Once upon an oceantide, there lived a sea witch. Her home was not upon shore or cliff, but in a cup of woven kelp that had a tendency to drift. To deal with this, she had fashioned an anchor of crowns and bracelets linked together with chainmail belts and the indestructible tresses of long-haired princes. This freed her up to deal with important things, like herding clownfish (clownfish were very time-consuming that way, excellent hobby) and knitting moonlight/North Wind fiber blend whenever she needed a new sweater.
One day, however, a serpent moved in from one of the adjacent seas. The serpent was a marvel of spikes and scales and glowing blue eyes, and he liked playing rough. At first the witch paid him little heed. But after the fifth time she had to devise a new anchor so her home wouldn’t drift off toward the latest storm, she decided that enough was enough.
First she secured her most fragile belongings. She didn’t own anything made of paper–water and paper didn’t mix well, after all–but she had a collection of spellbooks and herbals written painstakingly in nautilus and conch shells, in the scratchy language of witches. Not to mention her grandmother’s lace, one of the few luxuries from the land, all cobweb delicacy and dewdrop embellishments, and her glass cabinet of medicines distilled from all the seaside herbs.
Then she hauled up the anchor and guided the cup, bobbing like a leaf, toward the serpent. Locating the serpent wasn’t difficult. He had discovered a watchtower on a lonely island, and was currently striking at its stones with his coils, laughing a laugh of tempest hisses when the tower’s inhabitants clung to each other. “I can see why they chased you out of wherever you came from,” the witch muttered to herself.

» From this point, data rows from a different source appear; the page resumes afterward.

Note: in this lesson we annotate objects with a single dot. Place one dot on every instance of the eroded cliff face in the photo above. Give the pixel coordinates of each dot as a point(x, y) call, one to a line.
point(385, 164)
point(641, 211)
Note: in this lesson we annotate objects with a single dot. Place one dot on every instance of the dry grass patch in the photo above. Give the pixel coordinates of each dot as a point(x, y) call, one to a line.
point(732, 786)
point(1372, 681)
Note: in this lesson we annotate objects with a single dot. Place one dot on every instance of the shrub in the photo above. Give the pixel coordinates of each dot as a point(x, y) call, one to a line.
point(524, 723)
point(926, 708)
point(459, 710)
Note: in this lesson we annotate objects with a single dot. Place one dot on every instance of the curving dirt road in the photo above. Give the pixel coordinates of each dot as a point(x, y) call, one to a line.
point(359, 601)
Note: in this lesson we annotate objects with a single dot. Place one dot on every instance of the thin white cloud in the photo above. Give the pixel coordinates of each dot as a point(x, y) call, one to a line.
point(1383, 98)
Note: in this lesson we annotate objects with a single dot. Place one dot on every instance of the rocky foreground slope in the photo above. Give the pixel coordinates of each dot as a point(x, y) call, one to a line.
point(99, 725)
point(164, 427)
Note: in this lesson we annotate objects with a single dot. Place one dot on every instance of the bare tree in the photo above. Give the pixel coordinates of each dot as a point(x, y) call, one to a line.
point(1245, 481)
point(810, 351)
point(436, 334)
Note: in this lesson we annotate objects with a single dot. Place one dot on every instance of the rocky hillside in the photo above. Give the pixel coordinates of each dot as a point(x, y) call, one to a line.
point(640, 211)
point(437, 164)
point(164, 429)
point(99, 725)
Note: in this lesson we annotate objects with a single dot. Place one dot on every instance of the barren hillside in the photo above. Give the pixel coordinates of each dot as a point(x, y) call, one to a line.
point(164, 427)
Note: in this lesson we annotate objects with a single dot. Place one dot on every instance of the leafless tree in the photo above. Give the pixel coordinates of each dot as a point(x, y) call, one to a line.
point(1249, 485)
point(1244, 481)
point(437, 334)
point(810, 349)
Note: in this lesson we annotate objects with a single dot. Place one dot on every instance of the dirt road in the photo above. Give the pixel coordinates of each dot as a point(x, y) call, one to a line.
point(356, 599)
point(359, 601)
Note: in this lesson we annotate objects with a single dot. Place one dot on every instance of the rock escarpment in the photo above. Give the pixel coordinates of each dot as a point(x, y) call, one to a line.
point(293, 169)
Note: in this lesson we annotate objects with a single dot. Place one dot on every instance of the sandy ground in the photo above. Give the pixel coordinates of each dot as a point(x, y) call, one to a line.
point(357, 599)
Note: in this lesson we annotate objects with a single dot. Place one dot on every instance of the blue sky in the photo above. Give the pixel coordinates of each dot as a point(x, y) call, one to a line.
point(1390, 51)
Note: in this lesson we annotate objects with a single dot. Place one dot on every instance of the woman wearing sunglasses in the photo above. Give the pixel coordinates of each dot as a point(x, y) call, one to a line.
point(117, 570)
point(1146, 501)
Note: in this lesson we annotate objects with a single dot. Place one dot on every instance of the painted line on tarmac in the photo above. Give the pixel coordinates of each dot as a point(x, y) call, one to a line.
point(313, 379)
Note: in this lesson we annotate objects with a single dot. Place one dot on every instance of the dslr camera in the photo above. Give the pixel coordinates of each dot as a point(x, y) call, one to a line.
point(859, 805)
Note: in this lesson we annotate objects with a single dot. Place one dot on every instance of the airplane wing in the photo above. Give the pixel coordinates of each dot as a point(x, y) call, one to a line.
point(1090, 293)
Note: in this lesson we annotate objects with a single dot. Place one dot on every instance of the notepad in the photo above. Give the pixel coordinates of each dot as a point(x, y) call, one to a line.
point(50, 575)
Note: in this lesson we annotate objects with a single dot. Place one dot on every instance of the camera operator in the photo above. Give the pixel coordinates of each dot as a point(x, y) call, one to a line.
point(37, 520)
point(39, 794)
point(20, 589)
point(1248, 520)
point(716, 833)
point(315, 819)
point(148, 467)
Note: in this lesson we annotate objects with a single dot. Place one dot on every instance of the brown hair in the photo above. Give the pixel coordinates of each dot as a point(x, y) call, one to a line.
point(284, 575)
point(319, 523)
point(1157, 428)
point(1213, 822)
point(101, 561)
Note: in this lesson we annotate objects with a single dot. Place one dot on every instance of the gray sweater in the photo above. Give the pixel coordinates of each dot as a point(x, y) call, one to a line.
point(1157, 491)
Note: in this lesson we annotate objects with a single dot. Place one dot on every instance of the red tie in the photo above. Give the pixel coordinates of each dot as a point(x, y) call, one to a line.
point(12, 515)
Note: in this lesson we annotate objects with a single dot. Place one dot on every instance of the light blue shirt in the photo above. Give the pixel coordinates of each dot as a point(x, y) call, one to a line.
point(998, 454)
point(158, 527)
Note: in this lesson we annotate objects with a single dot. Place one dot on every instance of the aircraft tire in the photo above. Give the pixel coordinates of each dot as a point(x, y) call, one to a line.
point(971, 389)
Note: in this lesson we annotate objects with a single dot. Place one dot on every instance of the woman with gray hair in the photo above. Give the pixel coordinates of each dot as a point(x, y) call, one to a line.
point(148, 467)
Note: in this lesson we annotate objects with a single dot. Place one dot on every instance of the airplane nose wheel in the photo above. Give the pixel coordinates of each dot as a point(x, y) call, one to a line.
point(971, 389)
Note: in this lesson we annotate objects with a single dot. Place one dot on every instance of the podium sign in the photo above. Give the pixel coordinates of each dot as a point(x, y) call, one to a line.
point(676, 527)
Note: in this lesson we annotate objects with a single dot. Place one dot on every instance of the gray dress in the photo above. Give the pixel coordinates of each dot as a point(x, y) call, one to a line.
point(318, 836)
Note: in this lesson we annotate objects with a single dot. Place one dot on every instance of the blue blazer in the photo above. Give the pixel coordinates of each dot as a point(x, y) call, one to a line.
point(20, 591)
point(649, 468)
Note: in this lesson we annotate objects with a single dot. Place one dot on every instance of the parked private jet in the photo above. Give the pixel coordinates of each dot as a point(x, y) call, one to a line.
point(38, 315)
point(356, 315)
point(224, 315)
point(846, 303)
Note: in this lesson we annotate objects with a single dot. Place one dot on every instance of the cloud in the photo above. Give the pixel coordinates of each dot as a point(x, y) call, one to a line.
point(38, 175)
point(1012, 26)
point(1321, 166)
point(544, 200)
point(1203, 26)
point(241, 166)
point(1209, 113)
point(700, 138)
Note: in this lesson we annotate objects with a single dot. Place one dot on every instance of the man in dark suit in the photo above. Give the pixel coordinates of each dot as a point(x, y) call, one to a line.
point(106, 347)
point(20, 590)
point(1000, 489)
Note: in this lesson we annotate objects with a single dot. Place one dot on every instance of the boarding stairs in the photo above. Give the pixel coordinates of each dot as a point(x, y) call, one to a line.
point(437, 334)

She scooped water from the sea and raised up a harpoon of sharp ice, and cast it toward the serpent’s eye. The serpent reared back and slapped its tail once, twice, thrice. A great wave broke toward the witch in her little boat-cup, and the tentacles of krakens and staring eyes of the monsters of the deep were visible through the rush of water.
“You think you know storms and monsters?” the witch said dryly. The serpent’s tongue lolled out, daring her. The witch raised up another harpoon, and this time it flew true to its target, for all the thrashing of the waves and the lashing of the tentacles.
The serpent blinked as though it had gotten a taste of something too sweet (serpents are not known for their love of confections), and then it burst apart into a tapestry of serpent-shaped bubbles, a vast foam-picture swirling upon the restless surface of the sea. The sea monsters looked nonplussed, to say the least. From above, the bubble-serpent would look like a tapestry of crystal beads, of pearlescent tears, of moonstruck filaments gathered lace-fashion.
The witch said to the very quiet sea monsters, “I’m going to leave him that way until the next full moon”–it was the full moon tonight, as it so happened–“and come back and see if he’s learned to behave himself.” She smiled suddenly, broadly. “By the way, I feel the need to take a nap and I’d prefer a calm sea. Would you mind–?”
The sea monsters dived very quickly, but not so quickly that the sea was made turbulent.
In the meantime, for the next moon-cycle, the watchtower’s bemused inhabitants enjoyed the view of the transformed serpent. After that, the serpent was much better behaved, and decided to clean the local shores of bottle-glass and netting.
As for the witch, she did consider leaving the serpent that way, but if he had to be good so did she, so there was that.
For affreca. Prompt: sea battle.
Most of my experiences of the sea are not nearly this exciting; we used to go to Galveston in the summers, back when I lived in Houston. If I ever encounter anything like this, I’ll be sure to let y’all know.